After reading Eric Lippert’s answer I got the impression that await and call/cc are pretty much two sides of the same coin, with at most syntactic differences. However, upon trying to actually implement call/cc in C# 5, I ran into a problem: either I misunderstand call/cc (which is fairly possible), or await is only reminiscent of call/cc.
Consider pseudo-code like this:
function main:
foo();
print "Done"
function foo:
var result = call/cc(bar);
print "Result: " + result;
function bar(continuation):
print "Before"
continuation("stuff");
print "After"
If my understanding of call/cc is correct, then this should print:
Before
Result: stuff
Done
Crucially, when the continuation is called, the program state is restored along with the call history, so that foo returns into main and never comes back to bar.
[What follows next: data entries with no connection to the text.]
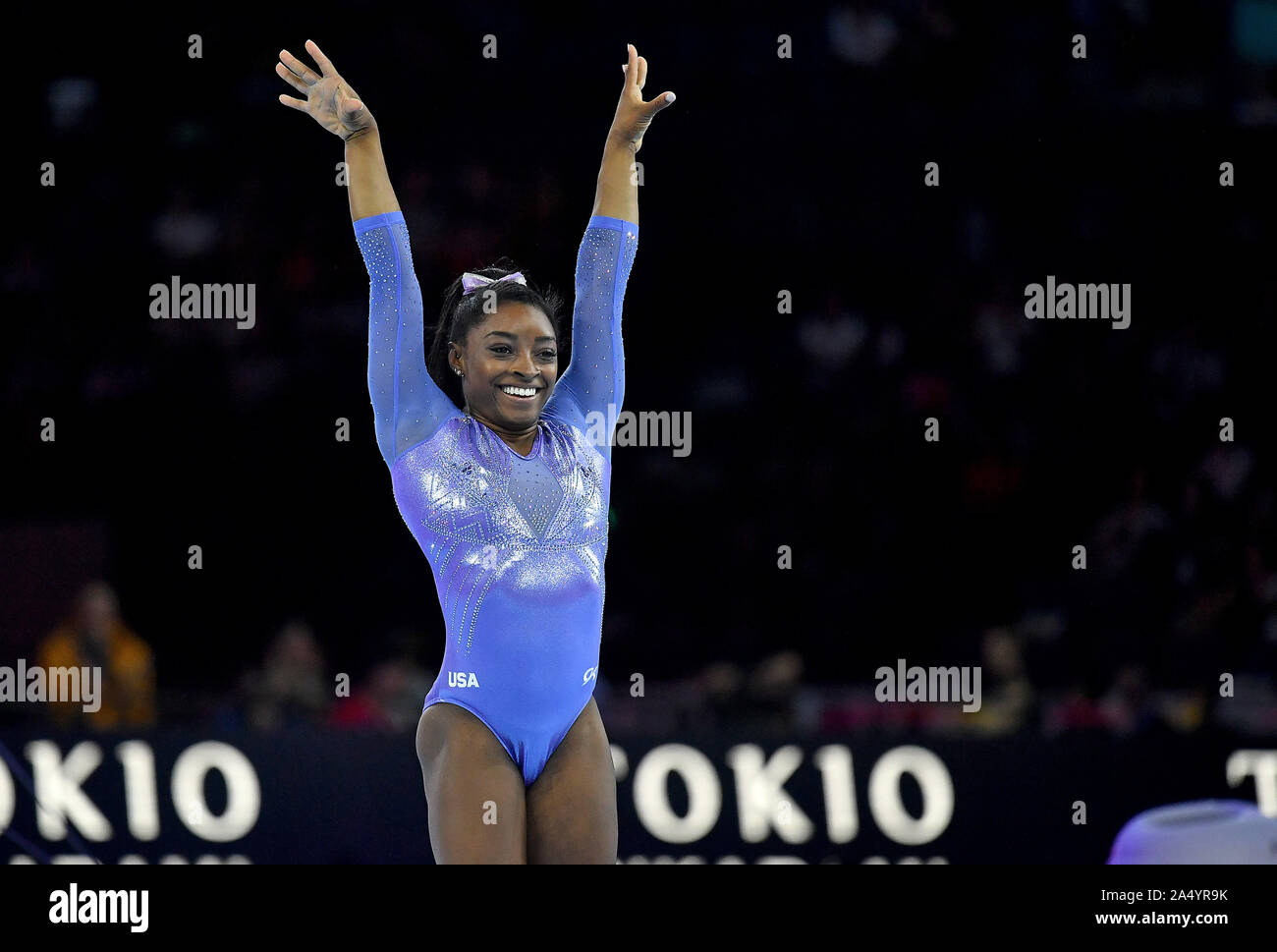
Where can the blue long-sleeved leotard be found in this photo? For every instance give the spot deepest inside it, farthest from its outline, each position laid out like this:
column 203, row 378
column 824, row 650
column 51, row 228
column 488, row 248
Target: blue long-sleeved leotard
column 518, row 544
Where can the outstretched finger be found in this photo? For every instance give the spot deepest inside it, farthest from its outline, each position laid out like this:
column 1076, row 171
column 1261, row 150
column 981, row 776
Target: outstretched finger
column 659, row 102
column 290, row 77
column 631, row 68
column 324, row 63
column 298, row 68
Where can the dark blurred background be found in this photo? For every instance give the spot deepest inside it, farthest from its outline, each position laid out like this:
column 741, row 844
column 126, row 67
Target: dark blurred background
column 767, row 174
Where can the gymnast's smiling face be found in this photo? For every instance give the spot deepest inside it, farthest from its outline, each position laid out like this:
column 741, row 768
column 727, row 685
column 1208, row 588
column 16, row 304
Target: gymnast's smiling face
column 510, row 364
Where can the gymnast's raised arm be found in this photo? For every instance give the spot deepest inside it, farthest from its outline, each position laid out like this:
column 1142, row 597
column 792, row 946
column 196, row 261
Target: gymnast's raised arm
column 594, row 383
column 408, row 405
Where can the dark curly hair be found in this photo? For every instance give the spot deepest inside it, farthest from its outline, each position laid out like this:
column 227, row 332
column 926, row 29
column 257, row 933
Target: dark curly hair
column 461, row 312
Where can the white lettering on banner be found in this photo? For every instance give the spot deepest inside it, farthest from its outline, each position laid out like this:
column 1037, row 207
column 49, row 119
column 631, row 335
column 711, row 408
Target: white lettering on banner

However, if implemented using await in C#, calling the continuation does not restore this call history. foo returns into bar, and there’s no way (that I can see) that await can be used to make the correct call history part of the continuation.
Please explain: did I completely mis-understand the operation of call/cc, or is await just not quite the same as call/cc?
Now that I know the answer, I have to say that there’s a good reason to think of them as fairly similar. Consider what the above program looks like in pseudo-C#-5:
function main:
foo();
print "Done"
async function foo:
var result = await(bar);
print "Result: " + result;
async function bar():
print "Before"
return "stuff";
print "After"
So while the C# 5 style never gives us a continuation object to pass a value to, overall the similarity is quite striking. Except that this time it’s totally obvious that "After" never gets called, unlike in the true-call/cc example, which is another reason to love C# and praise its design!